MCTP stands for Management Component Transport Protocol. While it is designed around a server, it is also designed as a network protocol. As such, the Linux implementation makes use of the Socket interface and the Kernel plumbing for dealing with network protocols. To support a new transport mechanism, you implement a new device driver specific to that transport mechanism that implements the struct net_device contract, which includes implementing the functions for struct net_device_ops.
Before I write a full implementation, I want to write something that only echos a packet back to the receiver. This mimics the behavior of the mctp-echo server in the user tools, and can make use of the mctp-req echo client.
A network driver moves traffic from the operating system to the network device or in the opposite direction. My proof-of-concept code is going to do half of each operation: it is going to take a packet from the operating system, munge it, and send it back to the operating system. In order to perform this operation, I hae to implement the function .ndo_start_xmit from the struct net_device_ops. Here’s my implementation:
static netdev_tx_t mctp_pcc_tx(struct sk_buff *skb, struct net_device *ndev)
{
struct mctp_hdr * hdr;
struct control_work_data * control_write_data;
u8 orig_dest;
u8 orig_src;
printk(KERN_INFO "mctp_pcc_tx called\n");
hdr = mctp_hdr(skb);
printk("Version: %x\n",hdr->ver);
printk("Source: %x\n",hdr->src);
printk("Destination: %x\n",hdr->dest);
printk("flags_seq_tag: %x\n",hdr->flags_seq_tag);
pkt_hex_dump(skb);
orig_dest = hdr->dest;
orig_src = hdr->src;
__mctp_cb(skb);
hdr = mctp_hdr(skb);
hdr->src=orig_dest;
hdr->dest=orig_src;
hdr->flags_seq_tag += 8;
//This is a single static bloc instead of a kmalloc'ed block. The kmalloc
//Was triggering a check during interrupt context and stack dumping
control_write_data = &control_write_data_static;//kmalloc(sizeof(struct control_work_data), GFP_KERNEL);
control_write_data->skb = skb;
INIT_WORK(&control_write_data->work, temp_echo_handler);
init_waitqueue_head(&control_write_data->wq);
schedule_work(&control_write_data->work);
return NETDEV_TX_OK;
}
A few observations.
- I am assuming that this code is supposed to consume and free the sk_buff that is handed in. In stead of doing that, I reuse it for the outward journey. I’d like to confirm that this is correct, but I have not gotten a double free message, so I think I am right.
- I swap the source and destination values., as that is where the response message needs to go. The original destination value lets me set a routing rule to ensure that the packet gets sent to the new device driver. The recvfrom call in the mctp_req program looks for a packet from this address
- There is a flag on the header that indicates that this is a response packet. Without this, the packet does not get delivered back to the the mctp_req process.
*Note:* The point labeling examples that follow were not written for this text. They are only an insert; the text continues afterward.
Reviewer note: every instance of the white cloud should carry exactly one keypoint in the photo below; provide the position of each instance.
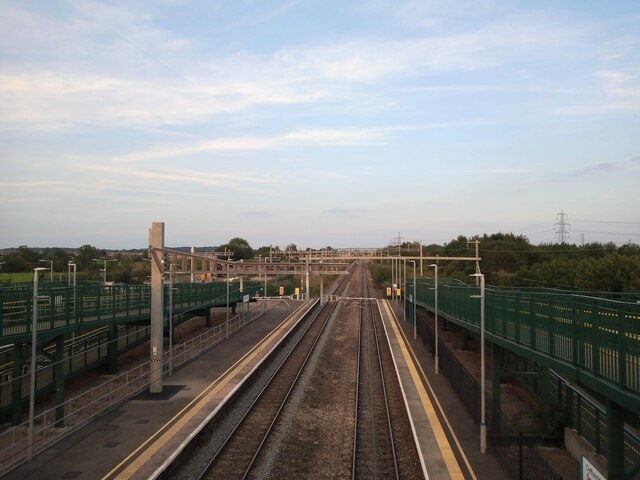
(321, 137)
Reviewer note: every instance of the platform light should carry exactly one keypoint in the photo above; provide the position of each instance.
(414, 299)
(32, 373)
(483, 423)
(436, 357)
(50, 269)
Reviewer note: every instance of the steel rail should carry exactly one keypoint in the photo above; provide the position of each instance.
(369, 307)
(329, 308)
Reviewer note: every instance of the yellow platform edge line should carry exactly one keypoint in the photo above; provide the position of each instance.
(446, 451)
(148, 445)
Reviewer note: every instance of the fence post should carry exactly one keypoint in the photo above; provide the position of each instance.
(520, 460)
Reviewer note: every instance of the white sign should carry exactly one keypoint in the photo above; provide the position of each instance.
(588, 471)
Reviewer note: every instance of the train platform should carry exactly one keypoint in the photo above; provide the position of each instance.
(448, 438)
(136, 439)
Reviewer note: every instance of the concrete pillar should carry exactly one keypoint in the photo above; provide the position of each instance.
(156, 240)
(58, 380)
(496, 373)
(307, 294)
(112, 350)
(16, 384)
(545, 396)
(615, 440)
That is what this code does: hdr->flags_seq_tag += 8; Should be a bitwise or setting, but this proves the concept.
- Since the start_tx call is done in interrupt context, we want to exit out as quickly as possible. The essential work that has to be done here is scheduling the work that cannot be done in interrupt context. This is done in the function linked in the control_write_data block with the skbuff data attached. I could have put more of this work into the callback function, but nothing I did here would block.
The work_queue function that sends the packet back to the kernel looks like this:
void temp_echo_handler(struct work_struct *work){
struct control_work_data *my_data = container_of(work, \
struct control_work_data, work);
pr_info("%s\n", __func__);
if (my_data->skb != NULL){
pr_info("%s calling netif_rx\n", __func__);
netif_rx(my_data->skb);
}
pr_info("%s after netif_rx \n", __func__);
}
Aside from the logging, the function calls netif_rx(my_data->skb) which sends the packet back into the kernels’ network processing code…it ends up on a queue to get delivered to the appropriate waiting socket.
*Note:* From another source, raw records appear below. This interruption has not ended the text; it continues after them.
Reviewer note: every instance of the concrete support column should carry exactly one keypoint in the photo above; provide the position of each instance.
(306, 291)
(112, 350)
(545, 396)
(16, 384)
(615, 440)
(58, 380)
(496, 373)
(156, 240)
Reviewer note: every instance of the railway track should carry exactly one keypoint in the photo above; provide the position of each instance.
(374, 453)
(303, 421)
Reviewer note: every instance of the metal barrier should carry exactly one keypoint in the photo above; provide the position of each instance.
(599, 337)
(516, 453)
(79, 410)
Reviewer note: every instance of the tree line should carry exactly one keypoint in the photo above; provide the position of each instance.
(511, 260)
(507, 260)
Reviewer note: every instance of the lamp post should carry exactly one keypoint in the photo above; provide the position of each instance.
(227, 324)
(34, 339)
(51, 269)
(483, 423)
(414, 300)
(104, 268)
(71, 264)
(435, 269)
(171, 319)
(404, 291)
To set up a test for this code, I run the following shell script:
#!/bin/sh
insmod mctp_pcc.ko
mctp route add 9 via mctpipcc2d
mctp address add 10 dev mctpipcc2d
mctp link set mctpipcc2d up
With this run, I can see the mctp device using the mctp tool:
# mctp link
dev lo index 1 address 0x00:00:00:00:00:00 net 1 mtu 65536 up
dev mctpipcc2d index 9 address 0x(no-addr) net 1 mtu 68 up
To avoid fooling myself, I need to ensure that the mctp-echo server is not running, or it will respond for me.
A test run looks like this:
# ./obj/mctp-req eid 9
req: sending to (net 1, eid 9), type 1
-> sent
req: message from (net 1, eid 9) type 1 len 1: 0x00..
I added the ->sent message from debugging, but otherwise this is the vanilla code linked above.